Tiger, Tiger, burning bright,
in the forests of the night.

 

Centro Cultural Britânico Brasileiro, São Paulo, Brasil, 2019

 

   Tiger, Tiger has as background the work of Bernard Leach (1887-1979), artist, potter and educator, regarded as the father of “studio ceramics”. Leach was important in leading and fostering a critical and passionate dialogue between the long ceramic tradition of the East (Japan, China and Korea) and the context of the British Arts and Crafts movement. XX, in laying the foundations for successive generations of artists who have made pottery an alternative to mainstream artistic expression.
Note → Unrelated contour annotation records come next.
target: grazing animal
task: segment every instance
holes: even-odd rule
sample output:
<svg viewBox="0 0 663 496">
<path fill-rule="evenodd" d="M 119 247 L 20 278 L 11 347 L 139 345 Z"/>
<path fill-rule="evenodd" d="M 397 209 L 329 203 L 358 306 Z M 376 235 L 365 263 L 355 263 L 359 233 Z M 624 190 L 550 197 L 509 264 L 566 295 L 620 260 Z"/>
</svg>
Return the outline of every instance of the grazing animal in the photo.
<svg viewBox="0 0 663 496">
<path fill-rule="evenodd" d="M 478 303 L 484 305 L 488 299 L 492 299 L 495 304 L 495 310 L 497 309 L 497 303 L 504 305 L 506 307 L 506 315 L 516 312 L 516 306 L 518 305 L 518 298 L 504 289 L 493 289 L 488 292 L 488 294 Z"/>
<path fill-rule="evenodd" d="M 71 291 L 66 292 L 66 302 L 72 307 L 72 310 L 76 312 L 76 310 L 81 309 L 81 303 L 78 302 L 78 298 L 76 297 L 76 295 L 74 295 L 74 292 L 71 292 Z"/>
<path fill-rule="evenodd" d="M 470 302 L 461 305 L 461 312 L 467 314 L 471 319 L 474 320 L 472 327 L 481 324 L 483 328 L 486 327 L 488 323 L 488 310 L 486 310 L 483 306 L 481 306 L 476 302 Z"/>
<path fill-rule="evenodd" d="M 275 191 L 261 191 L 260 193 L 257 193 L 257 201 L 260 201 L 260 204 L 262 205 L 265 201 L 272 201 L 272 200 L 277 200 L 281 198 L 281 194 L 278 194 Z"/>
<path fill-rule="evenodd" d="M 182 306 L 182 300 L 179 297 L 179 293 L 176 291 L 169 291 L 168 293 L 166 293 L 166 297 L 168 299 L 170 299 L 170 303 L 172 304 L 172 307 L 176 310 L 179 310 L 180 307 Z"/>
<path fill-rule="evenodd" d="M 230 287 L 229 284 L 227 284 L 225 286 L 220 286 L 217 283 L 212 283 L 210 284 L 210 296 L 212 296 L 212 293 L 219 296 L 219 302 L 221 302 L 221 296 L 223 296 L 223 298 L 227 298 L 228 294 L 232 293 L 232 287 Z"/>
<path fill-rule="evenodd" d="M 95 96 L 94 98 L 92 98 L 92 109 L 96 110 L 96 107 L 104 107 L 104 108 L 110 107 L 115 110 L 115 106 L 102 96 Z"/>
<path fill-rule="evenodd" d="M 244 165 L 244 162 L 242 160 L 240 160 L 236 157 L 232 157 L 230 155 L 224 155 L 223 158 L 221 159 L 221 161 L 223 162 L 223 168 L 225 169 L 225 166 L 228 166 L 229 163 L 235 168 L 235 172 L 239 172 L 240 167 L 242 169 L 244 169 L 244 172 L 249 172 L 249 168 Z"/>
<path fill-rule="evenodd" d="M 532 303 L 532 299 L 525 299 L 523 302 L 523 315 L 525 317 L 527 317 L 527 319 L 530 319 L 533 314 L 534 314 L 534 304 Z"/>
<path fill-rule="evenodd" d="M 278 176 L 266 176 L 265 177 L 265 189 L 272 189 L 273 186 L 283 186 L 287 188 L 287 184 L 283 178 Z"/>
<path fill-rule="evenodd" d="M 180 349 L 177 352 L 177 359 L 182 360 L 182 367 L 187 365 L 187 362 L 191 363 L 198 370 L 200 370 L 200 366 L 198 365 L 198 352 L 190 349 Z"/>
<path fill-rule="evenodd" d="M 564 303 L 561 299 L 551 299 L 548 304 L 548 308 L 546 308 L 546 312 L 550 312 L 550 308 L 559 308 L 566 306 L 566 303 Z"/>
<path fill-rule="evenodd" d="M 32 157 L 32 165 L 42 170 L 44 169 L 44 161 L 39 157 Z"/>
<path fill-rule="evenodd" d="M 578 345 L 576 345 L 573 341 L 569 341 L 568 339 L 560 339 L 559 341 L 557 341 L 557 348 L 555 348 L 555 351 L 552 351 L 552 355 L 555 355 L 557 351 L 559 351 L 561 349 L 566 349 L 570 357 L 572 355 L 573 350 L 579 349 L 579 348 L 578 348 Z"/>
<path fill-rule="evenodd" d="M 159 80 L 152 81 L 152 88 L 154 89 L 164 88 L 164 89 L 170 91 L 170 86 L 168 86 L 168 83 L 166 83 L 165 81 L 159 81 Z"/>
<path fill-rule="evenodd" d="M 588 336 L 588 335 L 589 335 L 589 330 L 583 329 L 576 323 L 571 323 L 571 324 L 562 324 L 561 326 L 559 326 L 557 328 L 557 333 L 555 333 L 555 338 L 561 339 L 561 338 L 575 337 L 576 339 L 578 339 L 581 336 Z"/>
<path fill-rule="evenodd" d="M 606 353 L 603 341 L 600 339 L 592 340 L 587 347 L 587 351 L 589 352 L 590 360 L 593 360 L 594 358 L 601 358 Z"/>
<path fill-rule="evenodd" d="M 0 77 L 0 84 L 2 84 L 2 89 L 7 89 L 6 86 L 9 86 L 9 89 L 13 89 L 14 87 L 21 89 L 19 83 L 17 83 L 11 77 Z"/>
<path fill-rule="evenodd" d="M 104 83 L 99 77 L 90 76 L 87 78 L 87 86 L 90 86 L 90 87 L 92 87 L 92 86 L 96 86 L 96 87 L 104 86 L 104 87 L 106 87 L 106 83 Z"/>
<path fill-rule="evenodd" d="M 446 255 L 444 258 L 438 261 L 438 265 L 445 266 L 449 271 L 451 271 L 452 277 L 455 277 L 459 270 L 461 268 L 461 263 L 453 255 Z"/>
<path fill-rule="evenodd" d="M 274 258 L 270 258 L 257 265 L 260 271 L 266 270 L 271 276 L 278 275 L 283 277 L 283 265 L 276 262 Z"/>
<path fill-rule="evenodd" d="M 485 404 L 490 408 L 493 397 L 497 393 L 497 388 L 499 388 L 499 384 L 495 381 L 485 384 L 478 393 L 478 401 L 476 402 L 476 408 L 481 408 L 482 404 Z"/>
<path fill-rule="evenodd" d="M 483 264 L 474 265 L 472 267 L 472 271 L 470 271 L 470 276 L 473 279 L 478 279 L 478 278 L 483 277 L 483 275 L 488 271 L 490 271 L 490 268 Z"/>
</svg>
Leach was a man of ideologies, in crisis with the context in which he was inserted and was able, throughout his life, to make productive the fundamental questions with which he struggled. I was interested in understanding three fundamental aspects of Leach’s work: the idea of ​​ornamental grammar, considered as expressive ideology, the result of the artist’s hand and mind about the craft production of utilitarian forms; the hegemony of these same circular forms, resulting from a potter’s lathe production (technique) and, finally, the question of the design of domestic utilitarian objects, placed as a place of resistance to the discourse of modern design within a largely industrialized western society. . These points draw a triangle, something like a discursive triad upon which, in my view, Leach’s problem rests.